2020.10.22

2020.10.22

公務員はリストラされることはないのか?

世界的に不安定な情勢が続く中で「リストラのない公務員は気楽でいいな」などと考えたことはないでしょうか。

民間企業を取り巻く環境は厳しいものがあるため、リストラという辛い選択をしないでいい公務員をうらやましく思ってしまうのは不思議ではありません。

しかし、公務員は本当にリストラとは無縁なのでしょうか。ここでは公務員の雇用に関する気になる疑問について解説していきます。

公務員にリストラはないのか?公務員の実情とは

公務員とはどのような立場で、解雇に対する規則などはどうなっているのでしょうか。公務員に関する基本的なことから実情まで、実例を交えながら確認してみましょう。

公務員は法律で保障された身分

公務員は国や地方自治体に属する職員のことで、国民に対して平等に、営利目的ではなく幸せな社会をつくり、支えるために活動する職業といいます。

ポイントは、その身分が法律で保障されていることです。

国家公務員法、または地方公務員法には「職員は、法律又は人事院規則に定める事由による場合でなければ、その意に反して降任され、休職され、又は免職されることはない」と明記されています。通常は本人の意思に反して降格(降任)や休職、免職はないということです。

公務員にもある解雇

公務員に降格(降任)や休職、免職はありませんが、あくまでも「通常であれば」です。公務員でも解雇やペナルティとなる場合があり、正確には、「懲戒免職」や「分限免職」といった処分が下ることもあります。

「懲戒免職処分」は犯罪行為などをした場合に適用されるもので、横領や飲酒運転、痴漢行為などが該当します。

「分限免職処分」は職員として不適切な行為と判断された場合に下されるもので、いわゆる解雇に相当すると考えられます。

具体的には無断欠勤が続くなど勤務に問題がある、仕事を放棄するなど職務態度に問題があるといった行為です。

分限免職処分にはどのような例がある?

では、「分限免職処分」にはどのような例があるのでしょうか。

「分限免職処分」を行った千葉市を例に取り上げてみます。

千葉市は勤務実績などに問題のある職員10人に対し、改善させるための手段としてまず3カ月の研修を実施。9人は改善、あるいは改善傾向にあるとしましたが、50代の男性1人は改善の見込みがないとし、分限免職処分が下されました。

千葉市の例が特別なわけではなく、他の自治体でも処分を下すまでにさまざまな研修やフォローをおこない、処分までに相当の時間がかかっています。これを妥当と考えるかどうかは意見の分かれるところでしょう。

公務員のリストラは異例中の異例

では、リストラはあるのでしょうか。

自治体が民間でいうところの経営難に陥るのはまれですが、経営破綻した自治体は日本にもあります。その唯一の事例が北海道夕張市の財政破綻です。

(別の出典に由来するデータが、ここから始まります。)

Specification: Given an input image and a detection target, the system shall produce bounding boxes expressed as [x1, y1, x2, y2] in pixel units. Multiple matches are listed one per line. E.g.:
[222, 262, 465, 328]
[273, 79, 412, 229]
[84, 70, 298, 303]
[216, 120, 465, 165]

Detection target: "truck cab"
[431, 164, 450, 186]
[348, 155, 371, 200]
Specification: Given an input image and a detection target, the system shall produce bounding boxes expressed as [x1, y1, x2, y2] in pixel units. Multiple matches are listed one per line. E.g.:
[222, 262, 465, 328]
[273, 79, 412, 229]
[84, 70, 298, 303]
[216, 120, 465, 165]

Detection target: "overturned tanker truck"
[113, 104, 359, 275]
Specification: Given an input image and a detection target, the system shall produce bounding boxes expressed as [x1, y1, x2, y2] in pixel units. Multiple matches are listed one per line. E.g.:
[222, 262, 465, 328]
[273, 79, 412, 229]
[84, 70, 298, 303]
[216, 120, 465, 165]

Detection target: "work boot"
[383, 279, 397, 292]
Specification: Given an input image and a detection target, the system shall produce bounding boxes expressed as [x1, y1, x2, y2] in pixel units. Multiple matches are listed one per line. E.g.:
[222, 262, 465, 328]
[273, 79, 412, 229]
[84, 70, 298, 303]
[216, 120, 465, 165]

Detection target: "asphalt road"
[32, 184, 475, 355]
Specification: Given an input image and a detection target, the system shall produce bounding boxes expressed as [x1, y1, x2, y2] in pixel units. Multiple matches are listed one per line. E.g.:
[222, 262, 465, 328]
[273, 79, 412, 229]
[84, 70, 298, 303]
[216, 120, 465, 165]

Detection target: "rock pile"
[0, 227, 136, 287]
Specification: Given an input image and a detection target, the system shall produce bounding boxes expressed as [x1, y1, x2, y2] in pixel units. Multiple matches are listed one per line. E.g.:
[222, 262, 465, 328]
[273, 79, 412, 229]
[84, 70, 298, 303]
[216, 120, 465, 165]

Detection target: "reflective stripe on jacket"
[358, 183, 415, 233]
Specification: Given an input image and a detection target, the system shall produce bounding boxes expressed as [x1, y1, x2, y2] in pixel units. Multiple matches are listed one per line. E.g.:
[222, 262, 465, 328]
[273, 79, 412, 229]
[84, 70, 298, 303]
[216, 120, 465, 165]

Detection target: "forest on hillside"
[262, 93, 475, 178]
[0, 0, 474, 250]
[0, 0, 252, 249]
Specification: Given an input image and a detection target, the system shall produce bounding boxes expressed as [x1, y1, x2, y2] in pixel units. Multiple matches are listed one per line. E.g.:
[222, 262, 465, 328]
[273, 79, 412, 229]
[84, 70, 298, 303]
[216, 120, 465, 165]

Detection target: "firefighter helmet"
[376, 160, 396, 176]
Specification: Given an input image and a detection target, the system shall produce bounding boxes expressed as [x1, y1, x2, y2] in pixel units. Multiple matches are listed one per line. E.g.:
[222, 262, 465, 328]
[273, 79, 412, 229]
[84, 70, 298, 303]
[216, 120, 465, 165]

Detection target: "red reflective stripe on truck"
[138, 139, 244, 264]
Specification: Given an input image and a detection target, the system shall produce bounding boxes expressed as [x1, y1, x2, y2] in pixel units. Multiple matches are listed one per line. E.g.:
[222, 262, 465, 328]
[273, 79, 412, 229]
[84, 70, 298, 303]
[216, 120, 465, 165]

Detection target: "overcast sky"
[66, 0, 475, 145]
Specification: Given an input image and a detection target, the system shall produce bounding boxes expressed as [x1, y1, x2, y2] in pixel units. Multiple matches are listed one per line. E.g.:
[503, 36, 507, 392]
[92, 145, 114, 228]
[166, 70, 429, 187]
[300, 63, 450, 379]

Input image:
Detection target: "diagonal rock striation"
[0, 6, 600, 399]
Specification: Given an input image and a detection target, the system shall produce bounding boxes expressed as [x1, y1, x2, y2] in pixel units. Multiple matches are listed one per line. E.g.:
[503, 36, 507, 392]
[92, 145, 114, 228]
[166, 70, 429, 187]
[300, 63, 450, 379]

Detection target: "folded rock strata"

財政破綻した夕張市は、職員の給与や退職金を大幅に減額し、その結果半数以上の職員が退職しました。これは、事実上のリストラと考えられます。しかし公務員は行政破綻してはじめてリストラの可能性が出てくるため、基本的には「公務員にリストラはない」と考えていいでしょう。

雇用を創出し、経済を支える大きな支柱

公務員にはリストラがなく終身雇用を約束されていると考えることができるため、一見すると不公平な制度にも思えます。

しかし一方で、公務員は経済的に重要な役割も果たしています。不景気であっても揺るぐことのない雇用の創出です。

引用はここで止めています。